Palabras que recuerdan a los dos anteriores Estados judíos que existieron en el Levante Mediterráneo, y el trágico final de cada uno de ellos. De los destierros y los sucesivos pasos de romanos, macedonios, mamelucos, persas, otomanos y británicos sobre Eretz Israel. Que traen a la memoria el rechazo al pueblo judío en la Europa de la Edad Media, y la tan familiar historia de la expulsión de los Bnei Anussim de España y Portugal en los años del descubrimiento de América. Versos que resuenan como una pesadilla al pensar en los millones que murieron durante la Shoá habiendo perdido todo rasgo de humanidad en una guerra genocida, y de todos aquellos que partieron sin haber conocido la tierra libre en Sión y Jerusalén.

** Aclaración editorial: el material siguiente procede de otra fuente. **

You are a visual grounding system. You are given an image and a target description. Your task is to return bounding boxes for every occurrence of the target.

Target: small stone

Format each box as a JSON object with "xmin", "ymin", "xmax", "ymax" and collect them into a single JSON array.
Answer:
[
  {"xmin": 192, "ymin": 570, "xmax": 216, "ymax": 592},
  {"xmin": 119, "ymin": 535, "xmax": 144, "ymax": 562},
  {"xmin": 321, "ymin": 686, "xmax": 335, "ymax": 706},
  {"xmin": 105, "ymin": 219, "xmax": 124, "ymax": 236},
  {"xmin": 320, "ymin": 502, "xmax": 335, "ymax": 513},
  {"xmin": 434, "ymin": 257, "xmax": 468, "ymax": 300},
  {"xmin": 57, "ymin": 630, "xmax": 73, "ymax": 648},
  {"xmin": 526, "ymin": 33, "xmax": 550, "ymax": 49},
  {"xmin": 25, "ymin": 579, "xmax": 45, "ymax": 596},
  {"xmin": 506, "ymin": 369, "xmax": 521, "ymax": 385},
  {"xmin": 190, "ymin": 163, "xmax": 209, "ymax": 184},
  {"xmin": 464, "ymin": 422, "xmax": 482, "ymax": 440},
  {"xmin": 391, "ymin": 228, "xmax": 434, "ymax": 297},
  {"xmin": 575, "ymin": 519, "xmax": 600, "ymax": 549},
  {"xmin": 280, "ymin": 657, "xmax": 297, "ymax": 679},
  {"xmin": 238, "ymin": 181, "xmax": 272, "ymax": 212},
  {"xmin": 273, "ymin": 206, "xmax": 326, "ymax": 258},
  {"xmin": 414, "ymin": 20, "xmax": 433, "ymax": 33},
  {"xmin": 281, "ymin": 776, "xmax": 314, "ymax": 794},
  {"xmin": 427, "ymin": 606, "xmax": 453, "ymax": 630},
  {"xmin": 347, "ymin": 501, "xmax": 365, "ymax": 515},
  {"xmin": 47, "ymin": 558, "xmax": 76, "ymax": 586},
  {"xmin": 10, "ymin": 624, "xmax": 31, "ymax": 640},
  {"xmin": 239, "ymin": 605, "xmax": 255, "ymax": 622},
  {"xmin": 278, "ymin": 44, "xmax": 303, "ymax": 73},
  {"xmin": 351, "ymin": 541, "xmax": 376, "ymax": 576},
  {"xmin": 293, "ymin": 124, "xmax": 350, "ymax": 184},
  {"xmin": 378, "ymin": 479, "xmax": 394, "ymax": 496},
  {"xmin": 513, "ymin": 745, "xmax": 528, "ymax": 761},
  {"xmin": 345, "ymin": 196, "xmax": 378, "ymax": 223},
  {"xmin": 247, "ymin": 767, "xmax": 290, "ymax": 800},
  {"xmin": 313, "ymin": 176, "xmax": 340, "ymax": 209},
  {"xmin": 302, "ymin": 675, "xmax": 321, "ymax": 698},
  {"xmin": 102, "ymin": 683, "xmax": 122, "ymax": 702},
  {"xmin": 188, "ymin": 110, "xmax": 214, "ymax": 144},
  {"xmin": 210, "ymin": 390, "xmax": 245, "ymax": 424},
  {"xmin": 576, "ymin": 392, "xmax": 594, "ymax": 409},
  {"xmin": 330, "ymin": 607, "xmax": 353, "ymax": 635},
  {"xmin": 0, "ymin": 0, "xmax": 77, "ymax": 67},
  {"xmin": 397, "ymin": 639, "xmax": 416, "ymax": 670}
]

Pienso en las generaciones de niños israelíes que crecerán habiendo conocido el terror del odio étnico, el asesinato y el cautiverio incluso antes de perder la inocencia. De la misma forma, en los niños palestinos que madrugarán a la vida criados en ese odio visceral en nombre de un credo o una prédica política, sufriendo las consecuencias de la operación militar en carne propia y teniendo como único mensaje de supervivencia la tragedia, el hambre y el resentimiento, mientras aquellos que deberían protegerlos eligen callar o apoyar a los asesinos. Me pregunto qué pasará por las conciencias de aquellos que genuinamente luchan por la paz y el entendimiento intercultural, a quienes frecuentaba en nuestras veladas en Tel Aviv; incluso en aquellos militantes del movimiento kibbutzim, que trabajaban por la normalización y tenían como ideal el establecimiento de dos Estados en las postrimerías de tierras adversas y hostiles.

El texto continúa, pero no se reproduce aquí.